Faktanya, hak menjalankan praktik beragama (Islam) di sana juga dipersulit. Seorang relawan yang pernah masuk ke Distrik Rakhinee dan berbaur langsung dengan warga Rohingya menceritakan kepada saya sulitnya membangun masjid di sana.
Tragedi kemanusiaan yang memilukan atas bangsa Rohingya, tak ubahnya seperti drama berseri. Hari ini memanas, esok sedikit mereda, dan lusa kembali menggila. Dan kini, di saat kaum Muslimin di Tanah Suci melantunkan talbiyah untuk menjalankan ibadah haji dan umrah, sesungguhnya Rohingya pun melantunkan panggilan yang senada.
Talibyah Rohingya meminta perhatian kita sebagai sesama Muslim untuk, minimal, tidak melupakan mereka dalam setiap doa-doa yang kita lantunkan. Bahwa ada darah yang tertumpah karena La Ilaha illal-Lah. Ada bumi yang terampas karena mempertahankan keyakinan Muhammad sebagai utusan Allah.
Bedanya, bila talbiyah di Tanah Suci dilaungkan dengan lantang, memprokamirkan ketundukan, pujian dan tauhid kepada Rabbul Alamin; talbiyah Rohingya hanya muncul dalam bentuk rintihan yang lemah tak berdaya.
Lemah, karena sekian lamanya menjerit dan meminta pertolongan, namun belum jua hadir tangan-tangan penuh rahmat yang mengentaskan mereka dari kezaliman demi kezaliman yang menimpa mereka.

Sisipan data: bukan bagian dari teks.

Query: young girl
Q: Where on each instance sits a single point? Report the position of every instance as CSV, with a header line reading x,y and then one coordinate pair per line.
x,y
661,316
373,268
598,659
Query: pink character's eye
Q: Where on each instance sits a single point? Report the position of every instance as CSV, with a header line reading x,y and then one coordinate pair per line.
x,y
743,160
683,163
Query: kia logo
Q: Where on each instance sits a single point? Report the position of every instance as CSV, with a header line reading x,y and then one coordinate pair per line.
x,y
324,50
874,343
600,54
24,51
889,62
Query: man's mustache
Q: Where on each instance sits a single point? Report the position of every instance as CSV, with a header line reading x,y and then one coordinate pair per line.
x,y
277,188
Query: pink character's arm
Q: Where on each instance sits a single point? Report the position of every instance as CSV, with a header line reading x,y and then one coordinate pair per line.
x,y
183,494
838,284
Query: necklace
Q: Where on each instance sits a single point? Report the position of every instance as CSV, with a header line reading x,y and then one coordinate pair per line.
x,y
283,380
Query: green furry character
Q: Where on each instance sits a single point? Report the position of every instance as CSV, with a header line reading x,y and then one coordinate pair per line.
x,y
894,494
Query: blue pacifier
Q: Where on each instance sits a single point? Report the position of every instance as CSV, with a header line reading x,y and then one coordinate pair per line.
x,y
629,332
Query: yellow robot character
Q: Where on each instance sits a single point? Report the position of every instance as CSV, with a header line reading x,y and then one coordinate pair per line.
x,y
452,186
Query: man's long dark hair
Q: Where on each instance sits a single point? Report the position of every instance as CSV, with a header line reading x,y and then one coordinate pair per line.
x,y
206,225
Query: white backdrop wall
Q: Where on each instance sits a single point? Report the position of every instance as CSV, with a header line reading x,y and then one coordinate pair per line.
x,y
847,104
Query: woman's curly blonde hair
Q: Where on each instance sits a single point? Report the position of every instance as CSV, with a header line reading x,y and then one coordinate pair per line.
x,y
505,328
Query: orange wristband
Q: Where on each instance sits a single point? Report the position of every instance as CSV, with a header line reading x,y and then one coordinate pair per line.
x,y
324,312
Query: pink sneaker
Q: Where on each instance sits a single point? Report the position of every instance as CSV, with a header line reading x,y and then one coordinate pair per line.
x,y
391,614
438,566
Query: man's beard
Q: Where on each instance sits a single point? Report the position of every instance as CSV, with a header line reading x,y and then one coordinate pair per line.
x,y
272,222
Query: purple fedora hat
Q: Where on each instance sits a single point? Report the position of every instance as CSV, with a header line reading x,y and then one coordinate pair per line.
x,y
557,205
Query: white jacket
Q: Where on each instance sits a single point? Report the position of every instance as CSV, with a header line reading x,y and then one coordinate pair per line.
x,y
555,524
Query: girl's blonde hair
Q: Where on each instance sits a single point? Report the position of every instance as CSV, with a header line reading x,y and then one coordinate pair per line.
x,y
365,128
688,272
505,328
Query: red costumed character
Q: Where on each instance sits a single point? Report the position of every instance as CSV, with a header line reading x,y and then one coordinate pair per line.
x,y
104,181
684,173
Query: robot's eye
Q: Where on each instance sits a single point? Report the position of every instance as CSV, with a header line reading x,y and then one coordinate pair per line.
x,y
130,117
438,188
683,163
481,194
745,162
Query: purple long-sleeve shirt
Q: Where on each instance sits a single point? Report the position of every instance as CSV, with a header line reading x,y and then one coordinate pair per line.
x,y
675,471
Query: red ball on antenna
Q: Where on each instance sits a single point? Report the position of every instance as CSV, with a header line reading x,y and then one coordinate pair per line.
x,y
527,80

Letih, karena tidak tahu lagi ke mana harus mengadu. Dunia Islam masih belum bisa keluar dari strategi basa-basi dalam mengentaskan masalah mereka. Bahkan, Malaysia dan Indonesia sebagai negara Muslim yang dekat pernah tercatat menolak kedatangan mereka yang mengungsi.
Dengan alasan sudah menampung pengungsi sebelumnya, Bangladesh pun menutup pintu perbatasan (Baca: Bangladesh Tolak Pengungsi Rohingya, Ribuan Terlunta-lunta di Perbatasan).
Dunia internasional? Mereka tak pernah keliru dalam memandang setiap tragedi kemanusiaan yang terjadi. Di mana bila korbannya adalah Muslim, maka yang ada hanyalah teori dan retorika tanpa makna. Rezim Ang San Suu Kyi masih berani berkacak pinggang di panggung internasional bahwa persoalan Rohingya adalah masalah pribadi Myanmar yang tidak boleh dicampuri negara lain.
Kini, di antara tasbih, tahmid dan takbir yang memenuhi Masjidil Haram PR wajib bagi umat Islam, khususnya para jamaah haji yang hari ini sedang khusyuk beribadah di tempat-tempat mustajabah. PR tentang nasib saudara-saudara mereka yang masih berkalang derita di berbagai penjuru dunia.
Rohingya hanyalah sebuah nama di antara deretan nama-nama lain seperti Suriah, Palestina, Iraq dan bumi Islam lain yang tengah terluka. Nama-nama itu memanggil kepedulian para jamaah haji dan umat Islam seluruhnya untuk sudi menyelipkan sejumput doa bagi mereka.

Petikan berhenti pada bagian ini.